How To Spot & Get Rid of Toxic "Friends"


   There is a saying my Dad used to say to me about toxic friends. He would say, "You know, a toxic friend will tie a cinder block around your ankles, smile at you and ask you if you would like to go swimming with them in toxic waters." As a kid, I didn't really understand what he meant by that but as I got older, it became more and more clear to me that he was absolutely right about that. Unfortunately, it is not that simple to spot if you are being dragged down by a toxic "friendship", especially if you are not a toxic or mean spirited person yourself. There are sure fire ways to tell whether or not a friendship in your life is toxic. 
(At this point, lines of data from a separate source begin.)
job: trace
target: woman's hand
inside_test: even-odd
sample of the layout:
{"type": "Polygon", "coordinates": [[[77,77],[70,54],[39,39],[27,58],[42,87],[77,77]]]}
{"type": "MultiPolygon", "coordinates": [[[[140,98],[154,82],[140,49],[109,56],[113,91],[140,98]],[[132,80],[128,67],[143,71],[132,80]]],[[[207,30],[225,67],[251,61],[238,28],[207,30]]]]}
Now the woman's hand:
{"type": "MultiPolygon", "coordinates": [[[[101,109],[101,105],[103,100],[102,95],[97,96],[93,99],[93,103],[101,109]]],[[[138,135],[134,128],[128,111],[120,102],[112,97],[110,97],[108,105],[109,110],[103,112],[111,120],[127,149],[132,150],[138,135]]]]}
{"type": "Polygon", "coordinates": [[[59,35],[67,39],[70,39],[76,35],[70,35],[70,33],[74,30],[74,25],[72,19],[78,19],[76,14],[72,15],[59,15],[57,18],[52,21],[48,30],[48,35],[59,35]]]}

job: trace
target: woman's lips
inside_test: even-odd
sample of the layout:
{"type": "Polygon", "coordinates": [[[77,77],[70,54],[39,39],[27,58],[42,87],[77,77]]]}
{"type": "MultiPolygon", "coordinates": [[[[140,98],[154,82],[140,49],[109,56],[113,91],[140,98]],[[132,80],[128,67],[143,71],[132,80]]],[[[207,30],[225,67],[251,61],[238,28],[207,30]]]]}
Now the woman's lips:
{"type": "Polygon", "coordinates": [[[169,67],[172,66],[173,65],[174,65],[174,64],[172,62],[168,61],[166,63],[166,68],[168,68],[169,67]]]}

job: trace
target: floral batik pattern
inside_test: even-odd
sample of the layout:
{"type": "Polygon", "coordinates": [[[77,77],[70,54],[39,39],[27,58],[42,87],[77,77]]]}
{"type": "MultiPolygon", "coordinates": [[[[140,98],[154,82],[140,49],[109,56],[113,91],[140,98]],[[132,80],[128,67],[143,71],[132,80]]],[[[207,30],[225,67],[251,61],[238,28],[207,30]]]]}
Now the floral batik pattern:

     A toxic friend will do whatever they can to isolate you from others... especially friends in which you probably have  a much healthier relationship with. A real friend wants you to be surrounded by people who are going to bring you up in life and make you feel good about yourself while a toxic friend is probably not going to be so inclined to do so. The reason for this is probably as simple as they know that the more healthy friendships you havein your life the less likely you are to allow them to bring you down in life. If a so-called friend is trying to keep you away from the people who care about you than they probably don't deserve to be included in your  circle of friends. 
     Friends tease on another and so long as it is all in fun, feelings are not being hurt and they know when to stop and don't let it go to far, there really is nothing wrong with that. In fact, it's usually the friends that we are closest to and feel the most comfortable with that we tease and can tease us all in the name of fun. However, if a friend is going out of their way to humiliate you in public and trying to have people laugh at you as opposed to laughing with you than chances are this is a toxic friend. For example, if someone starts going to far by openly teasing you about things that you have told them in confidence just as a way to embarrass you than it is no longer playful and fun. They have now crossed the line from playing around to going out of their way to humiliate
 you. 
    Our real friends in life want what it is best for us and will try their best to help guide us in the right direction or towards what is good for us. A toxic friend will likely do just the opposite.  They don't sincerely  care about  us or what is in our best interest. They are more interested in what your friendship can do for them and how the decisions you make will effect them.  When something good does happen to you,  if it doesn't affect them in a positive way as well than they will likely act very non chalant about your good news or even angry. Instead of being genuinely happy for you they often will feel envious and even angry that something good happened to you.  You will also find that a toxic friend will likely do anything and everything they  can to one up you.  I don't believe that there is anything wrong with a little bit of healthy competition among friends. However, when a friend cares more about getting a better mark than you, for example, than they do about the actual mark itself than they are definitely  crossing over into the toxic friend zone. 
      So, it goes without saying. We don't.need or want these kinds of people in our lives. Why would we when we can have friends that we have healthy relationships with that will help us grow towards the positive in life as opposed to drag us down? But sometimes it is not that easy to let them go. Maybe we don't want to be mean or they have been out friend for a long time. Toxic friends are alot like schoolground bullies. They only put us down to make themselves feel better about themselves and usually this is because they lack confidence in themselves for whatever reason. Who is it that bullies usually go after? People they feel they  can bully. People that they look at as weaker and they bully them because it makes them feel powerful. 
The easiest way to get rid of toxic people in your life is to quite simply is to take your power back. Stick up for yourself. Let them know that you are not going to let them poison your life anymore and they will likely go away on their own. If that doesn't work, don't answer their phone calls, block them from social media and don't stop to talk to them when you see them. 
   And always remember. The best revenge is living well.